BRETT D. WHITE

+1 650 843 5191

whitebd@cooley.com

   VIA EDGAR

May 5, 2020

United States Securities and Exchange Commission

Division of Corporate Finance

100 F Street, N.E.

Washington, D.C. 20549

Attn:    Nicholas. P. Panos

 

Re:

CymaBay Therapeutics, Inc.

PREC14A preliminary proxy statement made on Schedule 14A

Filed April 27, 2020 by CymaBay Therapeutics, Inc.

File No. 001-36500

Ladies and Gentlemen:

On behalf of CymaBay Therapeutics, Inc. (the “Company”), we are submitting this letter in response to comments received from the Office of Mergers & Acquisitions (the “Staff”), of the Securities and Exchange Commission, by letter dated April 30, 2020, regarding the Company’s Preliminary Proxy Statement on Schedule 14A filed on April 27, 2020.

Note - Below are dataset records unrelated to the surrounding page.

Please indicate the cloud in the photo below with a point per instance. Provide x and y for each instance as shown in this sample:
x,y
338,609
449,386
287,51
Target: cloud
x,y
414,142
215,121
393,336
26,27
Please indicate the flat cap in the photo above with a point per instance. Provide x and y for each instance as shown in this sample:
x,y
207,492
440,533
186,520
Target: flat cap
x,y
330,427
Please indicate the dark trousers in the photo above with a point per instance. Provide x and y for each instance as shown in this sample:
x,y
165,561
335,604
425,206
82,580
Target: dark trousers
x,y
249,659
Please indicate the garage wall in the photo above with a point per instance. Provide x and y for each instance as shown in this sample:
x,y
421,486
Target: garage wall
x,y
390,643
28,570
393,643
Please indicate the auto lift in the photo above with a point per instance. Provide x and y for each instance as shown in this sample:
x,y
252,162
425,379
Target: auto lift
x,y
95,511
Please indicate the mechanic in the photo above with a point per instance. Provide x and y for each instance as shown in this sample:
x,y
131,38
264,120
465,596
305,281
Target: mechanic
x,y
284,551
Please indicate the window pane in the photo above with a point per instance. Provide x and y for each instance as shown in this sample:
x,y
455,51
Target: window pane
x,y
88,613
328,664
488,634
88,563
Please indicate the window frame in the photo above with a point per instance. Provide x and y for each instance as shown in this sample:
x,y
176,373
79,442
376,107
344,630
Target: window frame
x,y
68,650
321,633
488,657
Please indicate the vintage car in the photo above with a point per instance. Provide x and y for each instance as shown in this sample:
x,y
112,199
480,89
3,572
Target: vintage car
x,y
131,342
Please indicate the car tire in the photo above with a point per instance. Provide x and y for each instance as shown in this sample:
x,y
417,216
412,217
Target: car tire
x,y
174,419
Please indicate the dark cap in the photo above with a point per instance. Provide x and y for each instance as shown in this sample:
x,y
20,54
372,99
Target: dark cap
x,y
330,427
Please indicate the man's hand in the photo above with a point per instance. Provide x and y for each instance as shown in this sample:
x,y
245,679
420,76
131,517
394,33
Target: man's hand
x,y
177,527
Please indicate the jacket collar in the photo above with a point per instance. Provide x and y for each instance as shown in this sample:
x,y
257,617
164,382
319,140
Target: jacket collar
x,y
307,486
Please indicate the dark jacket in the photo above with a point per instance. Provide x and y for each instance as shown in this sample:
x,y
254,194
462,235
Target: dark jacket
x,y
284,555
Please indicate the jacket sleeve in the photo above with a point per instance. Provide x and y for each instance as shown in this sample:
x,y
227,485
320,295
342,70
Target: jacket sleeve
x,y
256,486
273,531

Set forth below are the Company’s responses to the Staff’s comments. For the Staff’s convenience, we have incorporated the comment into this response letter in italics. Transmitted for filing today is a copy of a revised Preliminary Proxy Statement on Schedule 14A (the “Revised Preliminary Proxy Statement”) reflecting the responses to the Staff’s comments.

Schedule 14A

 

1.

The placeholder included for purposes of disclosing the record date continues to be blank. Rule 14a-13, by its terms, mandates that the registrant shall conduct the inquiry required by Rule 14a-13(a)(1) “at least 20 business days prior to the record date of the meeting of security holders.” Please advise us how the registrant complied with, or intends to comply with, Rule 14a-13(a)(3).

Response: The Company respectfully acknowledges the Staff’s comment and advises the Staff that in March 2020 the Company requested that Broadridge Financial Solutions, Inc. (“Broadrige”) conduct a broker search in compliance with Rule 14a-13(a)(1), and we have been advised by Broadridge that the broker search was conducted as of March 30, 2020. On April 28, 2020, the Board of Directors set the record date for the annual meeting to be April 28, 2020, and the record date is now disclosed in the Revised Preliminary Proxy Statement.

 

2.

Please advise us how the registrant intends to comply with the requirement to furnish the annual report before or together with the proxy statement as required by Rule 14a-3(b)(1).

 

COOLEY LLP      3175 HANOVER STREET      PALO ALTO, CA      94304-1130

T: (650) 843-5000      F: (650) 849-7400      COOLEY.COM


May 5, 2020

Page 2 of 4

 

Response: The Company respectfully acknowledges the Staff’s comment and advises the Staff that the Company will be distributing the annual report together with the proxy statement as required by Rule 14a-3(b)(1).

 

3.

Please advise us, with a view toward revised disclosure, the reason why a Table of Contents appears before the apparent first page of the proxy statement as defined in Rule 14a-1(g). Please note that neither the letter to stockholders nor the Notice are required disclosures under Schedule 14A, and therefore neither is part of the proxy statement as defined.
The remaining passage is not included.